Au nom du père, du fils, du challengeur et du sain d’esprit

La classe politique tunisienne ne semble pas vouloir sortir de la crise politique dans laquelle le pays s’est engouffré depuis des mois. Et pour cause, principalement, le Président de la République, Béji Caïd Essebsi, est, selon toute vraisemblance, prêt à tout pour défendre les intérêt de son fils, Hafedh Caïd Essebsi, dans sa guerre déclarée contre le Chef du gouvernement, Youssef Chahed. De loin, le président du mouvement Ennahdha, Rached Ghannouchi, alimente cette « guerre », avec, comme tout ce beau monde, 2019 en ligne de mire.

Après la signature du premier Pacte de Carthage, le 13 juillet 2016, beaucoup de Tunisiens se sont félicités et ont cru, à tort, que la classe politique tunisienne et les organisations syndicalo-socio-politiques, à savoir l’UGTT et l’UTICA, ont, finalement, trouvé un vrai consensus capable de finir avec la crise politique aigüe. Deux ans après, nous revoilà de retour à la case départ. Celle qui a engendré ce pacte et a amené Youssef Chahed à la tête du gouvernement.

L’histoire se répète, comme une farce

C’est à croire que Karl Marx parlait de la situation politique actuelle en Tunisie quand il avait sorti sa fameuse citation : « L’histoire se répète, tout d’abord comme une tragédie, après comme une farce ». En effet, Beji Caïd Essebsi avait planifié l’évincement d’Habib Essid, effectué le 27 août 2016, à l’ARP, de la manière la plus dégradante pour cet homme d’Etat, depuis novembre 2015, si on croit les affirmations de certains anciens membres de Nidaa Tounes qui ont côtoyé de près le Président de la République.

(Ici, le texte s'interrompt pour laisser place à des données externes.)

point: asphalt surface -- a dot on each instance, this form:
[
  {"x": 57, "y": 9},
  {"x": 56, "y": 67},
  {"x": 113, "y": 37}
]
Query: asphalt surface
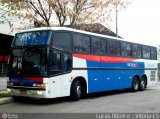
[
  {"x": 121, "y": 101},
  {"x": 3, "y": 83}
]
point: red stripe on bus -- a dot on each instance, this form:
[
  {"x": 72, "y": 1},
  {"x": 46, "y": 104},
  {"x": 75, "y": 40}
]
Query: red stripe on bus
[{"x": 97, "y": 58}]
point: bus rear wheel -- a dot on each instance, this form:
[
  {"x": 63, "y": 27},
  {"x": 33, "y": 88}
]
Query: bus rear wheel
[
  {"x": 135, "y": 84},
  {"x": 76, "y": 90},
  {"x": 143, "y": 84}
]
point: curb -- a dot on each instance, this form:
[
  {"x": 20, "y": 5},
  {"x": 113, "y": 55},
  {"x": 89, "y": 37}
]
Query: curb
[{"x": 6, "y": 100}]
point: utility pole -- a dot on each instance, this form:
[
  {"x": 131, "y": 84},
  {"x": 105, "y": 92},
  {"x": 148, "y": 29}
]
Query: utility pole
[{"x": 116, "y": 18}]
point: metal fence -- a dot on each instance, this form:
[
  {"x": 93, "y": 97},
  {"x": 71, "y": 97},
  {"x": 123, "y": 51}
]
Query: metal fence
[{"x": 3, "y": 69}]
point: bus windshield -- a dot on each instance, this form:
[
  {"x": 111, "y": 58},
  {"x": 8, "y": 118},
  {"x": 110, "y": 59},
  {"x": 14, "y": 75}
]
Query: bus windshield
[
  {"x": 28, "y": 61},
  {"x": 32, "y": 38}
]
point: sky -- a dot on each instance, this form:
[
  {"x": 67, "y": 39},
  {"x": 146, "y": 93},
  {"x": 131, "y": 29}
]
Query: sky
[{"x": 140, "y": 21}]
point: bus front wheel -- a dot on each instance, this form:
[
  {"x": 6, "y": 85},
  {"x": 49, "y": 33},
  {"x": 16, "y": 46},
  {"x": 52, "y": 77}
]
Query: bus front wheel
[
  {"x": 76, "y": 90},
  {"x": 135, "y": 84}
]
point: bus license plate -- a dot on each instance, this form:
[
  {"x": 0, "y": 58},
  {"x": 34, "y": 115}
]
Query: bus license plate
[{"x": 23, "y": 92}]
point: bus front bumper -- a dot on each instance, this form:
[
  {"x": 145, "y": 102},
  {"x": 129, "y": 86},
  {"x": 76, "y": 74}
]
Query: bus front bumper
[{"x": 28, "y": 91}]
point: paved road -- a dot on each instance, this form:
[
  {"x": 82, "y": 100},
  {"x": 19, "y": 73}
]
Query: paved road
[
  {"x": 114, "y": 101},
  {"x": 3, "y": 83}
]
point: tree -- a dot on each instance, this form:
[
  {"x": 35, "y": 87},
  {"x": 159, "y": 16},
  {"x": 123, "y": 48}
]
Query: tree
[
  {"x": 66, "y": 12},
  {"x": 158, "y": 53}
]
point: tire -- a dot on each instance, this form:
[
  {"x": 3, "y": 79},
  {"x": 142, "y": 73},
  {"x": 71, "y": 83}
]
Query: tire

Dans un premier temps, il a poussé à un remaniement ministériel, réalisé, effectivement, en janvier 2016. Après, il l’a poussé à redemander la confiance du Parlement lors d’une plénière où il a été évincé et subi toute sorte d’insultes et d’outrages.

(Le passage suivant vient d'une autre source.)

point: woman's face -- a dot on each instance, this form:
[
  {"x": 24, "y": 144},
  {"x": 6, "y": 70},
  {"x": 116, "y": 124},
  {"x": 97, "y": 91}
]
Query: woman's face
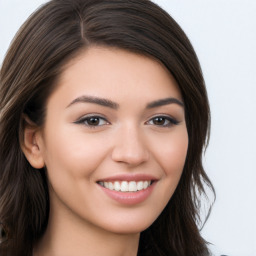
[{"x": 114, "y": 122}]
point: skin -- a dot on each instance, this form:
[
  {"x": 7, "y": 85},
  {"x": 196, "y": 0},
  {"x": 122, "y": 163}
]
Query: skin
[{"x": 127, "y": 139}]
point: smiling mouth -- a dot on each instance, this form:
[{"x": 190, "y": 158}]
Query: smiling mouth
[{"x": 126, "y": 186}]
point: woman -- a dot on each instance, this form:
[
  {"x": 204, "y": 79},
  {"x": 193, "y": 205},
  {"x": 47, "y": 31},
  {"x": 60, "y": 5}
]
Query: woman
[{"x": 104, "y": 117}]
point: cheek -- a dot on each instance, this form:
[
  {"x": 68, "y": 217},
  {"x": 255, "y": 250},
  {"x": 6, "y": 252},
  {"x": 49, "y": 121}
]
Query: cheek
[
  {"x": 73, "y": 155},
  {"x": 172, "y": 153}
]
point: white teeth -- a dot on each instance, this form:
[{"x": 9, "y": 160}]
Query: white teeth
[
  {"x": 140, "y": 185},
  {"x": 145, "y": 184},
  {"x": 117, "y": 186},
  {"x": 132, "y": 186},
  {"x": 105, "y": 184},
  {"x": 110, "y": 186},
  {"x": 126, "y": 186}
]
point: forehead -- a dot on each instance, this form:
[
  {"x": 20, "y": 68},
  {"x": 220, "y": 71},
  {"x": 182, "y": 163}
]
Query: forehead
[{"x": 113, "y": 73}]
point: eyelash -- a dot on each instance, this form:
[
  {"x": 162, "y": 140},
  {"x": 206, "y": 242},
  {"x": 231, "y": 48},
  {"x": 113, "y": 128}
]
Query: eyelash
[
  {"x": 84, "y": 120},
  {"x": 171, "y": 121}
]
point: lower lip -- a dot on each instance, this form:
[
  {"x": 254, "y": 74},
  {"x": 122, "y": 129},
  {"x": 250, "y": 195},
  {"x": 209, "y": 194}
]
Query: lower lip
[{"x": 129, "y": 198}]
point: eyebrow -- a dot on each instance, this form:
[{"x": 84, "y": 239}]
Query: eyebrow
[
  {"x": 95, "y": 100},
  {"x": 163, "y": 102},
  {"x": 114, "y": 105}
]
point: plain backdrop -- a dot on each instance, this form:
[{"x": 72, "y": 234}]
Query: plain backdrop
[{"x": 223, "y": 33}]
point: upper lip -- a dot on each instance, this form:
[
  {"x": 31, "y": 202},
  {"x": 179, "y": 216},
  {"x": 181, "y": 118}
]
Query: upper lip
[{"x": 129, "y": 177}]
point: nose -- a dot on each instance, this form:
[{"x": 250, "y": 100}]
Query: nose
[{"x": 130, "y": 147}]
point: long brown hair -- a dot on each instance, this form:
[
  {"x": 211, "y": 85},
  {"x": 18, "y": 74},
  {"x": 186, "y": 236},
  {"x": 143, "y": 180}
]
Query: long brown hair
[{"x": 52, "y": 36}]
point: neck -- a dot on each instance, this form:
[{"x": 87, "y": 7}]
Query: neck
[{"x": 68, "y": 236}]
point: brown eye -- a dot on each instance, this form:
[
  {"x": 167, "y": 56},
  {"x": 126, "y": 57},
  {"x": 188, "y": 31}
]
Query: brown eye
[
  {"x": 92, "y": 121},
  {"x": 163, "y": 121},
  {"x": 159, "y": 121}
]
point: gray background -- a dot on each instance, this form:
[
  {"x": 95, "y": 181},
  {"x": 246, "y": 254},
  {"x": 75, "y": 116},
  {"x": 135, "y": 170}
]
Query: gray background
[{"x": 223, "y": 33}]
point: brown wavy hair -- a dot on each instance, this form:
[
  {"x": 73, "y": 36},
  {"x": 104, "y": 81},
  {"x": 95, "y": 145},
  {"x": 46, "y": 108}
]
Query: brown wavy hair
[{"x": 57, "y": 32}]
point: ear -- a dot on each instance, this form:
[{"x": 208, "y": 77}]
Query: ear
[{"x": 31, "y": 143}]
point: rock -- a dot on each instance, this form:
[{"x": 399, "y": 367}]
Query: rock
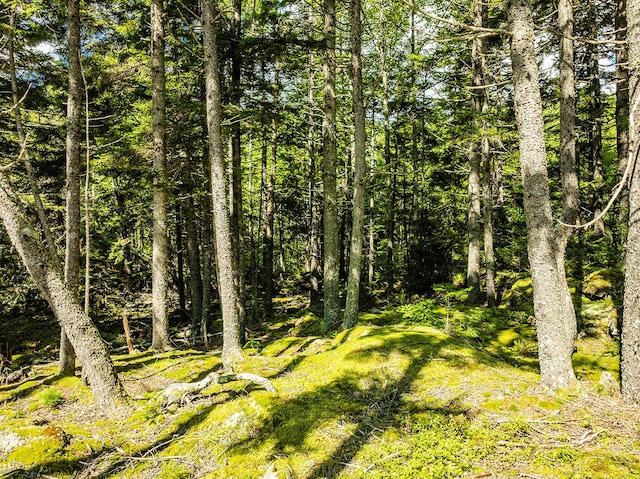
[{"x": 609, "y": 383}]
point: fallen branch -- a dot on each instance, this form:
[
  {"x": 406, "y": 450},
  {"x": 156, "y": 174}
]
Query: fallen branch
[{"x": 178, "y": 392}]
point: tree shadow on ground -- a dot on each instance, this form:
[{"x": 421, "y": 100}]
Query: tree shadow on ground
[{"x": 369, "y": 403}]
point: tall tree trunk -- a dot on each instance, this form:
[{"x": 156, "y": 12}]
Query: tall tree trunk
[
  {"x": 360, "y": 172},
  {"x": 622, "y": 110},
  {"x": 481, "y": 107},
  {"x": 268, "y": 189},
  {"x": 179, "y": 250},
  {"x": 595, "y": 120},
  {"x": 81, "y": 331},
  {"x": 389, "y": 193},
  {"x": 314, "y": 210},
  {"x": 193, "y": 246},
  {"x": 372, "y": 214},
  {"x": 568, "y": 167},
  {"x": 231, "y": 351},
  {"x": 237, "y": 220},
  {"x": 74, "y": 141},
  {"x": 475, "y": 161},
  {"x": 630, "y": 349},
  {"x": 207, "y": 252},
  {"x": 87, "y": 199},
  {"x": 22, "y": 137},
  {"x": 556, "y": 321},
  {"x": 160, "y": 266},
  {"x": 331, "y": 279}
]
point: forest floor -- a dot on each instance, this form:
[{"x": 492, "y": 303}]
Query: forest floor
[{"x": 427, "y": 390}]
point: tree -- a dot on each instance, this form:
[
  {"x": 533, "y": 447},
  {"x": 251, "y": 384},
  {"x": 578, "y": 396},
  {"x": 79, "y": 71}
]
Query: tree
[
  {"x": 237, "y": 220},
  {"x": 478, "y": 106},
  {"x": 160, "y": 280},
  {"x": 556, "y": 321},
  {"x": 360, "y": 171},
  {"x": 570, "y": 187},
  {"x": 231, "y": 351},
  {"x": 74, "y": 140},
  {"x": 630, "y": 353},
  {"x": 595, "y": 110},
  {"x": 331, "y": 273},
  {"x": 314, "y": 207},
  {"x": 81, "y": 331}
]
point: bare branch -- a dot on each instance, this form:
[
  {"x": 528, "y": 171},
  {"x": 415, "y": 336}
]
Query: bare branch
[
  {"x": 17, "y": 105},
  {"x": 453, "y": 23}
]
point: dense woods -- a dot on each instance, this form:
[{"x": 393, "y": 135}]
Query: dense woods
[{"x": 220, "y": 156}]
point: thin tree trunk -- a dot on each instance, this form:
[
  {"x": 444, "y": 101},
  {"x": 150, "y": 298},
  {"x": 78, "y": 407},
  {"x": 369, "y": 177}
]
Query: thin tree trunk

Aujourd’hui, tout porte à croire que la Tunisie est sur le point de revivre le scénario de l’évincement d’Habib Essid, intervenu suite à des conflits avec la famille Caïd Essebsi, et surtout le fils gâté, Hafedh. En effet, nous vivons actuellement un remake de ce qui s’est passé entre fin 2015 et début 2016. Béji Caïd Essebsi et son parti, Nidaa Tounes, veulent, à tout prix, écarter Youssef Chahed de la Kasbah. Pourtant, ce sont les mêmes qui l’ont hissé à cette place, tout comme ce fut le cas avec Habib Essid.

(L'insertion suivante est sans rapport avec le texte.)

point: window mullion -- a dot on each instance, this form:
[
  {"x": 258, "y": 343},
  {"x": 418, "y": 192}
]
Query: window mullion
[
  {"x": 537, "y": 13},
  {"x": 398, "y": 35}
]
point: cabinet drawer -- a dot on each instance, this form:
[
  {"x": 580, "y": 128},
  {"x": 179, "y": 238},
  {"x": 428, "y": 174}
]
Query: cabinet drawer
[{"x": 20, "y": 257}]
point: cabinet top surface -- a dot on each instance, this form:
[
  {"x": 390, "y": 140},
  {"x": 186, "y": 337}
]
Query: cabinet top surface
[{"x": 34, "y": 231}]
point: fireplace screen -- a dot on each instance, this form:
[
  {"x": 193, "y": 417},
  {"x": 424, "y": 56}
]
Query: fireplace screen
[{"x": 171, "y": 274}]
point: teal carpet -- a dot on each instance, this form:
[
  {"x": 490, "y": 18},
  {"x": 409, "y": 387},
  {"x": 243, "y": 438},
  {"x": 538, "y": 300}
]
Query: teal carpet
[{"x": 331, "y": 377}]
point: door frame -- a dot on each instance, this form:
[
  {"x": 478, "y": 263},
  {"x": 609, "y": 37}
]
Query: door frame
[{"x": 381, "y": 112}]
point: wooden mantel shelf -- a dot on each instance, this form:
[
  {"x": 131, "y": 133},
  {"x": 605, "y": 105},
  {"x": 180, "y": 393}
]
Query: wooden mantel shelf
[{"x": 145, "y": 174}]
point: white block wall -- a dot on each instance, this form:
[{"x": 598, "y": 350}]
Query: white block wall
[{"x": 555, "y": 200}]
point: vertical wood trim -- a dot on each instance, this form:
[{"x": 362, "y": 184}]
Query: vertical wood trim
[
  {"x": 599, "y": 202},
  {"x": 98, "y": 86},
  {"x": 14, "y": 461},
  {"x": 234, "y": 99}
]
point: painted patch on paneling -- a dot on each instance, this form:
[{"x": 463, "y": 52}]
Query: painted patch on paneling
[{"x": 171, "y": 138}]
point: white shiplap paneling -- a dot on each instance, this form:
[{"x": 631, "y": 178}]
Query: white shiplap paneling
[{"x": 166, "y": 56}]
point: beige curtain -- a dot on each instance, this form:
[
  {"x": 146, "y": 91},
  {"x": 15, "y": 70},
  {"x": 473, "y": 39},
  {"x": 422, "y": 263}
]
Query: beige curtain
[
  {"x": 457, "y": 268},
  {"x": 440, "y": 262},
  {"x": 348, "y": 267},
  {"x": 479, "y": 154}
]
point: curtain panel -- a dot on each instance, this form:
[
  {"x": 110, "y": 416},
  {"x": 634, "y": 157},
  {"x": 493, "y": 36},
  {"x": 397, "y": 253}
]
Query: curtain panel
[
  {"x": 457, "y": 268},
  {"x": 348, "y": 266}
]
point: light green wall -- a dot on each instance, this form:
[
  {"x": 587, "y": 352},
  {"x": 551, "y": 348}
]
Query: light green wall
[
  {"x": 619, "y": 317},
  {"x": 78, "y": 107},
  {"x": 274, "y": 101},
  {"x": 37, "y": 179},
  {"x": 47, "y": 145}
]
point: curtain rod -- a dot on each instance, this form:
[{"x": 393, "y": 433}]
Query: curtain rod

Nidaa Tounes, et surtout son directeur exécutif, Hafedh Caïd Essebsi, orchestrent, depuis des mois, une campagne anti-Chahed. Vient ensuite le deuxième Pacte de Carthage, similaire à celui qui a conduit au limogeage d’Essid. Sauf que cette fois, Rached Ghannouchi a tenu tête à tout le monde et a imposé le maintien de Chahed à son poste.

Quelques jours plus tard, voilà que le Président appelle, publiquement, dans une interview accordée à la chaîne Nessma TV, son chef du gouvernement, à démissionner ou à se rendre à l’ARP pour demander le renouvellement de confiance. Un air de déjà vu ! La concordance entre les faits ne peut, en aucun cas, être un hasard

Mon fils, ma bataille

Le Président de la République, Béji Caïd Essebsi, a toujours dit, lors de ses interventions médiatiques, que « la patrie passe avant le parti ». Un dicton qu’il a appliqué à la lettre, puisqu’il n’est jamais intervenu pour son parti auprès de l’Etat. Mais ce que Caïd Essebsi n’a pas dit, c’est que la patrie passe après son fils, Hafedh Caïd Essebsi.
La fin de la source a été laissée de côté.